How to avoid using two loops when using Promise.all() dynamically?

Question

Whenever you see Promise.all() being used, it is usually used with two loops, how can I make it into only one without using async and mantaining execution order?

The question is not about the order, I know promise.all preserves order, the question is about how to avoid two loops when you just need the returned value

function timeout(x){
 return new Promise( resolve => {
  setTimeout( () => {
    return resolve(x);
  },x)
 })
}

const promises = [];
const results = [];
//First loop, array creation
for (i = 0; i < 20; i++) { 
  const promise = timeout(i*100)
  promises.push(promise);
}

Promise.all(promises).then( resolvedP => {
    //Second loop, async result handling
    resolvedP.forEach( (timeout,i) => {
    results.push({
      index : i,
      timeout : timeout
    })
  })
  console.log(results);
})
//End of code

Now, this can be solved with async but in my context I can't use it, for example :

//Only one loop
for (i = 0; i < 20; i++) {
  const timeoutAwait = await timeout(i*100);
  results.push({
      index : i,
      timeout : timeoutAwait
    })
}
console.log(results)
//End of code

What I have tried is the following, but the promise doesn't return the resolve value without using .then() :

for (i = 0; i < 20; i++) { 
  const promise = timeout(i*100)
  promises.push(promise);
  results.push({index : i, timeout : promise});
}

Promise.all(promises).then( resolvedP => {
    resolvedP.forEach( (timeout,i) => {
      results.push({
        index : i,
        timeout : timeout
      })
    })
    console.log(results);
    //results[0].timeout is a Promise object instead of 0
})
//End of code

So, is there any way I can make my first code sample in only one loop?

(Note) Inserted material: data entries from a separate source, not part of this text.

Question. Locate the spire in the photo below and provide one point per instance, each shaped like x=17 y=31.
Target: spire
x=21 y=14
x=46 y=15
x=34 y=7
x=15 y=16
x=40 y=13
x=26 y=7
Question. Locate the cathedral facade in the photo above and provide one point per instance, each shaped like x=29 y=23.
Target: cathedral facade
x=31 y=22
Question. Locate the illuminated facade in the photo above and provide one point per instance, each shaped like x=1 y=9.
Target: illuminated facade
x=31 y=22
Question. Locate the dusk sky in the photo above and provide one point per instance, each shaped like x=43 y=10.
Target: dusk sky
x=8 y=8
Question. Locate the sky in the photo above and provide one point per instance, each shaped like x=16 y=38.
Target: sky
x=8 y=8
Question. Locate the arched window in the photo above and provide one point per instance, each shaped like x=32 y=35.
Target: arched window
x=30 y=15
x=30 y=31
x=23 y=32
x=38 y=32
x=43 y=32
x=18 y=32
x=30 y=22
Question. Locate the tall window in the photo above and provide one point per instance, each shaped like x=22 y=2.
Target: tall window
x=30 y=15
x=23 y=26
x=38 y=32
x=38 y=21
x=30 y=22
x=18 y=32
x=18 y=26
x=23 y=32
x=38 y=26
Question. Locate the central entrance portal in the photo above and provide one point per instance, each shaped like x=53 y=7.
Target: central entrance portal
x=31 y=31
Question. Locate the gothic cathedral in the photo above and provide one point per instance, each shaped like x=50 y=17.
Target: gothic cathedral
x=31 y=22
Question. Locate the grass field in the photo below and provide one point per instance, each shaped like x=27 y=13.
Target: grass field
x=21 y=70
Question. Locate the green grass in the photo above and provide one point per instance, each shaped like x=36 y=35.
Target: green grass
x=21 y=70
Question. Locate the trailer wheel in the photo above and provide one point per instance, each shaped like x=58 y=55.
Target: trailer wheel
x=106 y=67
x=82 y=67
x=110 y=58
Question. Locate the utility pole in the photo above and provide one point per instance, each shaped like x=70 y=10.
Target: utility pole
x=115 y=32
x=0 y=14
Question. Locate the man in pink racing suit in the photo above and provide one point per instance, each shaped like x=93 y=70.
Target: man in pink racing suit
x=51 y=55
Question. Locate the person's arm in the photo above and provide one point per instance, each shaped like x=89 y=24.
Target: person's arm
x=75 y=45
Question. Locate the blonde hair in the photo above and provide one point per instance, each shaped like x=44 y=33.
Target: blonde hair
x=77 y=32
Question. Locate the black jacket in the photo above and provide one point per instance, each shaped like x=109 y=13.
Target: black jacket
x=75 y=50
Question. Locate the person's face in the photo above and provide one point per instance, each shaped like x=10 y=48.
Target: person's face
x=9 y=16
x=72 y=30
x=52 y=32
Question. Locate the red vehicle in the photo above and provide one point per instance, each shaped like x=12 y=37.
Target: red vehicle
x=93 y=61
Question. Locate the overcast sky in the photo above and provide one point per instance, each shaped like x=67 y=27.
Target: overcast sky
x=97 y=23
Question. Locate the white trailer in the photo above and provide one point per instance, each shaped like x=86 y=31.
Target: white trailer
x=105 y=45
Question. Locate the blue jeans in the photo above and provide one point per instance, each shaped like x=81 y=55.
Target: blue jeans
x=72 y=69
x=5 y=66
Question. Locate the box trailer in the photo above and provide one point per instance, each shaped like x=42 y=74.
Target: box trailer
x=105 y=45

Please ignore the context, is only an example.

Answer 1

function timeout(x) {
  return new Promise(resolve => {
    setTimeout(() => {
      return resolve(x);
    }, x);
  });
}

const promises = [];
const results = [];
//First loop, array creation
for (let i = 0; i < 20; i++) {
  const promise = timeout(i * 100).then(x => results.push({
    index: i,
    timeout: x
  }));
  promises.push(promise);
}
Promise.all(promises).then(() => {
  console.log(results);
});

If you want to preserve execution/results order assign results using i index instead of .push

const promise = timeout(i * 100).then(x => results[i] = {
  index: i,
  timeout: x
});

Answer 2

As by the Promise.all documentation, the order will be preserved. It says about the return value:

A pending Promise in all other cases. This returned promise is then resolved/rejected asynchronously (as soon as the stack is empty) when all the promises in the given iterable have resolved, or if any of the promises reject. See the example about "Asynchronicity or synchronicity of Promise.all" below. Returned values will be in order of the Promises passed, regardless of completion order.

(Highlighted by me.)

Answer 3

I find it more easy to understand if you map over an array of values instead of looping:

const timeout = x=>Promise.resolve(x);

Promise.all(
  [...new Array(3).keys()]//array [0,1,2]
    .map(x=>timeout(x*100))//[timeout(0*100),timeout(1*100),...
).then(
  result=>result.map(//results of the timeout, map to object
    (timeout,index)=>({
      index,
      timeout
    })
  )
).then(
  result=>console.log('result:',result)
)

It's usually not a good idea to asynchronously mutate a shared variable (the results array). Just have the promise resolve and create the result you need in the last .then, now your promise resolves to the value you want.